At 6-foot-3, 267 pounds, Kneeland comes off the edge with a bigger frame than most defensive ends, but it's his world-class athleticism that allows him to get off the ball and fly around as if he is 20 pounds lighter. But with the frame, there is also potential to move inside to cover the B-gap running lanes.

When you factor it all in, it's a prototypical selection for everyone in the room: Will McClay, Jerry Jones, Mike Zimmer.

Moving into the third round without addressing a blinking red light need could have increased the urgency to make a safe selection, and in addressing the interior offensive line, the center position would appear to become increasingly important.

Even with experienced and cerebral centers available on the board – such as Georgia's Sedrick Van Pran-Granger and Penn State's Hunter Nourzad, two players that the Cowboys have shown interest in – the War Room decided to turn in the card for Kansas State's Cooper Beebe, who has played the large majority of his career at guard.

However, the research done on Beebe would tell you that he has practice experience playing at center from his time with the Wildcats. A source at Kansas State told after the pick was made that Beebe is "extremely" cerebral enough to play the center position and that he played or practiced a large amount at each of the five offensive line positions during his time in The Little Apple.

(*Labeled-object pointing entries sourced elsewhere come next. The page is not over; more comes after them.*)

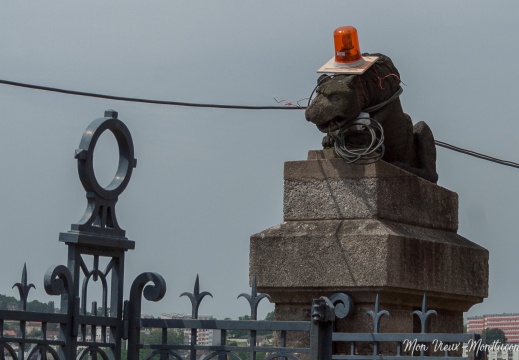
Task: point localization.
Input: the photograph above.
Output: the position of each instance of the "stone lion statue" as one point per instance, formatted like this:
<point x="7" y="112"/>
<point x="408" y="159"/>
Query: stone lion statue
<point x="341" y="98"/>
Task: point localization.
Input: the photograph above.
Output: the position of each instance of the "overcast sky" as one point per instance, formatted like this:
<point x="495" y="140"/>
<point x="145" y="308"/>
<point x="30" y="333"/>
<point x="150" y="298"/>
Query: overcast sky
<point x="208" y="179"/>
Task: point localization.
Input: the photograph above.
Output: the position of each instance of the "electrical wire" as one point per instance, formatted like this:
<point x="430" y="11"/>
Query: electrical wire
<point x="147" y="101"/>
<point x="219" y="106"/>
<point x="360" y="141"/>
<point x="475" y="154"/>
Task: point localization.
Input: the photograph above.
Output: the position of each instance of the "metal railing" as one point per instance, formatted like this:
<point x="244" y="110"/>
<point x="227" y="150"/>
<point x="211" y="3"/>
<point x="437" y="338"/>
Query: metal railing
<point x="113" y="330"/>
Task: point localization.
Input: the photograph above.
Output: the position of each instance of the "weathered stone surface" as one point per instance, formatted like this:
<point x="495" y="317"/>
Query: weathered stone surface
<point x="368" y="230"/>
<point x="333" y="189"/>
<point x="347" y="254"/>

"His position flex," Mike McCarthy said about what stood out about Beebe. "As you look at today's game with the 17 games and you look at our history, you can't have enough players – let alone linemen – that can play two positions."

Center problem, absolved. All because of research in a scouting department led by McClay that not only prioritizes positional versatility, it seeks it out relentlessly.

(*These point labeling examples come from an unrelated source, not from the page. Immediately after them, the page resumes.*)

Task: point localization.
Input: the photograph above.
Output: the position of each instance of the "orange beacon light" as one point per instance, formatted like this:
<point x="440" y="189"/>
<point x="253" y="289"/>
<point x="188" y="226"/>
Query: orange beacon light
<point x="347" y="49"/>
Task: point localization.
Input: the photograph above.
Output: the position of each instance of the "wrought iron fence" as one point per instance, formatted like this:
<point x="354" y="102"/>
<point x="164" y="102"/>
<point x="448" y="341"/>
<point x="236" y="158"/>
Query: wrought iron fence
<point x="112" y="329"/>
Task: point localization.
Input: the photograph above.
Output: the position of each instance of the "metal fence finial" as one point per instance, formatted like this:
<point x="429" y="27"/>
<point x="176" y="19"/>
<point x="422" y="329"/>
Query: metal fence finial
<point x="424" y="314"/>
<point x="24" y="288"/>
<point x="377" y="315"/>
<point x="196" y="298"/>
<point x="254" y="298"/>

That philosophy continued with picking Notre Dame linebacker Marist Liufau with pick No. 87.

The former high school safety thought that he would be a secondary piece for the Fighting Irish when he made his way across the Pacific Ocean from Honolulu, but instead he was maximized early on as a coverage linebacker with his lateral movement and his physical growth potential.

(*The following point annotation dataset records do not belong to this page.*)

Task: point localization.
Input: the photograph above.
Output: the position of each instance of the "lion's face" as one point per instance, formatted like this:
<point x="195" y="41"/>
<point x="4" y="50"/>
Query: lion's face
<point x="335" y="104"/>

Not only did he become that, he became an elite situational blitzer from the second level on passing downs that provided an ace up the sleeve of head coach Marcus Freeman in South Bend.

"Versatility," McClay said about what stands out about Liufau. "In this day and age, Coach McCarthy will talk about players doing two things, defensively the way they used him at Notre Dame…The multiplicity and the number of things he can do at a high level was attractive."

Each of those traits were sought out by McClay and his staff. And while taking Liufau – a player that most draft analysts had as a comfortable day three selection – in the third round may be a reach on paper, it could prove to be very fruitful if he becomes a three-level impact with his coverage abilities on the backend and across the middle of the field along with his sneaky speciality to attack the backfield.

All in all, on a day two where the Cowboys could have easily reached outside of character to address flashing needs, they stayed true to form in finding players that can contribute in multiple areas. Time will tell if that strategy will pay off in the long run – as needs at running back and defensive tackle become that much more imperative going into a day three that will see Dallas watch 74 picks go by before making a selection – but the strategy proves that even in an offseason mulled with criticism, they remained true to form.